Drei Torschussbeteiligungen pro 90 Minuten scheinen auf den ersten Blick nicht so überzeugend, wie man es vermutet hätte, wenn man diesen Wert auf die Anzahl des ganzen Teams skaliert, wird die große Bedeutung von Onisiwo für die Mattersburger Durchschlagskraft sichtbar: an jedem dritten Torschuss ist er nämlich direkt beteiligt.
Neue Facetten
Die besonders starke Athletik ist im Kampf um einen Kaderplatz wohl auch Onisiwos größter Trumpf, mit der eine neue individuelle Facette ins Team bringen könnte. Einzig Marko Arnautovic wirkt am Ball so wuchtig wie der gebürtige Wiener. Andererseits ist dieser taktisch etwas anders gepolt. Arnautovic hat mittlerweile ein recht großes Repertoire, zeigt neben seinen gewohnten Diagonalläufen zum Tor auch starke Einfädlerqualitäten. Er spielt scharfe Pässe aus der Etappe, entweder in den Zwischenlinienraum oder hinter die Abwehr, legt aber nach wie vor auch noch nach Dribblings in den Strafraum ab.

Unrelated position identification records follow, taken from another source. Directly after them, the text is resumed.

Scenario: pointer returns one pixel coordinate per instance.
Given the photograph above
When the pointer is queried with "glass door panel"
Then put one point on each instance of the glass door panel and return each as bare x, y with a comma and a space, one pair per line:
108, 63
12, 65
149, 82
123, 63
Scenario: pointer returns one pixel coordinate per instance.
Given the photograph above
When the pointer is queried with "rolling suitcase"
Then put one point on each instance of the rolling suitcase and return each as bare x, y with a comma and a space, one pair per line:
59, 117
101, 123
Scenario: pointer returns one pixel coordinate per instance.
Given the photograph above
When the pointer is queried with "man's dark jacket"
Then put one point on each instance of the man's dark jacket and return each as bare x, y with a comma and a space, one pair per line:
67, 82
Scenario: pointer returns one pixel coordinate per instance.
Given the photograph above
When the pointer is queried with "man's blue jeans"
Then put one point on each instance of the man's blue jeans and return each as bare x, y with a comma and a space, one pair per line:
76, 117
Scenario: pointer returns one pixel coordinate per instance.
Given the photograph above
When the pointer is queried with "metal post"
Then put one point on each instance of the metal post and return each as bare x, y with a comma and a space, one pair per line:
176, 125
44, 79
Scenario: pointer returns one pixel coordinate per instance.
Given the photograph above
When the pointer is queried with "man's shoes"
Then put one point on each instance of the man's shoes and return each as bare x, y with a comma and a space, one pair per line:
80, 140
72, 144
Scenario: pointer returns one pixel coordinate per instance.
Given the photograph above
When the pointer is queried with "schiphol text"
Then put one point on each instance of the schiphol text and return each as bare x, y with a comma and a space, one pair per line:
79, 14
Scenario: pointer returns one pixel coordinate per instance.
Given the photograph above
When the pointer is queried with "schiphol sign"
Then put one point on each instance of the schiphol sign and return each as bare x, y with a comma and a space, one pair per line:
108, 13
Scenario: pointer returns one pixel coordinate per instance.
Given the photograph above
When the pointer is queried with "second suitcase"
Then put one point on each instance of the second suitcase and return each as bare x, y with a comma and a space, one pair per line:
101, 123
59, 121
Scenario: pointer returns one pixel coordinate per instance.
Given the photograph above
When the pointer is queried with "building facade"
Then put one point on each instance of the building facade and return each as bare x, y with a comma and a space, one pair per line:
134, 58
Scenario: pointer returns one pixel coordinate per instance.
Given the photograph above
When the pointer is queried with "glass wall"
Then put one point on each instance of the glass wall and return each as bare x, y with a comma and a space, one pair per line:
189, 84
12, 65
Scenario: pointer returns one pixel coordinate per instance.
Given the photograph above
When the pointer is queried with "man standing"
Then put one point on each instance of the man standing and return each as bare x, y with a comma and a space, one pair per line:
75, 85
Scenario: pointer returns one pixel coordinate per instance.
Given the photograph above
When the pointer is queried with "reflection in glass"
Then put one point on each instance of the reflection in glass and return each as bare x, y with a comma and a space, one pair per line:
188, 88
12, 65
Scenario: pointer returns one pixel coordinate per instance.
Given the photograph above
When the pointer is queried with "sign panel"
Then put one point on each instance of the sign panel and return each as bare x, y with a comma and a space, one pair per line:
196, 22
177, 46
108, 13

Onisiwos Verhalten am Flügel ist hingegen etwas eindimensionaler – meistens direkt Richtung Tor gerichtet. Während seine individuellen Qualitäten sich am ehesten mit jenen von Arnautovic überlappen, tut es sein Bewegungsspiel am ehesten mit jenen von Martin Harnik, der jedoch auch etwas kombinativer wirkt. Neben der Rolle am Flügel könnte Onisiwo möglicherweise auch für die Mittelstürmerposition infrage kommen. Dabei würde er eine weiträumigere und tordirektere Alternative zu Marc Janko darstellen.
Mustergültige Konstanz
Ein fast gänzlich anderer Flügelspielertyp als Onisiwo ist Florian Kainz, der erst nach der Absage von Zlatko Junuzovic nachnominiert wurde. Der Rapid-Akteur ist übrigens über ein halbes Jahr jünger als der SVM-Profi, was einen angesichts seiner bisherigen Karriere durchaus überraschen kann. Kainz gehörte schon bei Sturms Meistertitel 2011 zum Stammpersonal und hat neben 144 Bundesligaspielen auch international bereits 22 Partien in den Beinen.
Bei Rapid scheint der Steirer einen großen Entwicklungsschritt gemacht zu haben, den ihn manche bei seinem Wechsel nicht zugetraut haben. Besonders in einer Disziplin war Kainz jedoch immer schon besonders stark: er rief seine Leistungen mit einer beeindruckenden Konstanz ab. Mittlerweile zeigt er diese noch dazu auf einem individuell höheren Niveau und wirkt aufgrund der umliegenden Strukturen dominanter.
Anders als Onisiwo, den es meist in die Gefahrenzone zieht, hält sich Kainz von dort auch heraus. Sein Schwerpunkt liegt etwas tiefer und breiter, ist vom Bewegungsprofil eher ein klassischer Flügelspieler. Die Ausrichtung von Rapid passt dazu insbesondere, weil es mit Stefan Stangl bzw. Thomas Schrammel dahinter variantenreiche Außenverteidiger gibt, die Kainz gegebenenfalls vorderlaufen. Dass Kainz dennoch in nahezu jedem Bereich höhere Werte als Onisiwo hat, zeigt wie wirkungsvoll der Rapidler seine Aktionen setzt.
Braucht es einen weiteren Spezialist?
Aufgrund seines Radars möchte man sich die Frage stellen, warum nicht Kainz den Kaderplatz von Harnik zugesprochen bekam. Zwei Gründe dafür könnten die beiden obengenannten Punkte sein. Onisiwos Bewegungen gleichen jenen von Harnik eher, zudem ist er individuell flexibler. Gerade Letztgenanntes ist ein durchaus wichtiger Faktor für Spieler, die nicht der ersten Elf angehören. Ist man auf mehrere Arten einsetzbar, spart man sich als Trainer unter Umständen einen Spezialisten für Bank. Neben Onisiwo bringen diese Eigenschaft auch die anderen Kandidaten für offensive Dreierreihe mit.
Marcel Sabitzer kann beide Flügel bekleiden, spielte unter Koller auch schon als Konterstürmer und ist auch ein Kandidat für Zehnerposition. Lukas Hinterseer spielt bei Ingolstadt entweder am Flügel oder als Mittelstürmer, während er im ÖFB-Team als hängende Spitze agierte. Jakob Jantscher wurde von Koller ebenfalls entweder am Flügel oder im offensiven Zentrum eingesetzt. Dass die Tür für Spezialisten nicht gänzlich zu ist, zeigt Koller allerdings gerade die Nominierung von Kainz. Mit Guido Burgstaller gäbe es nämlich einen weiteren formstarken Offensivallrounder in der Hinterhand.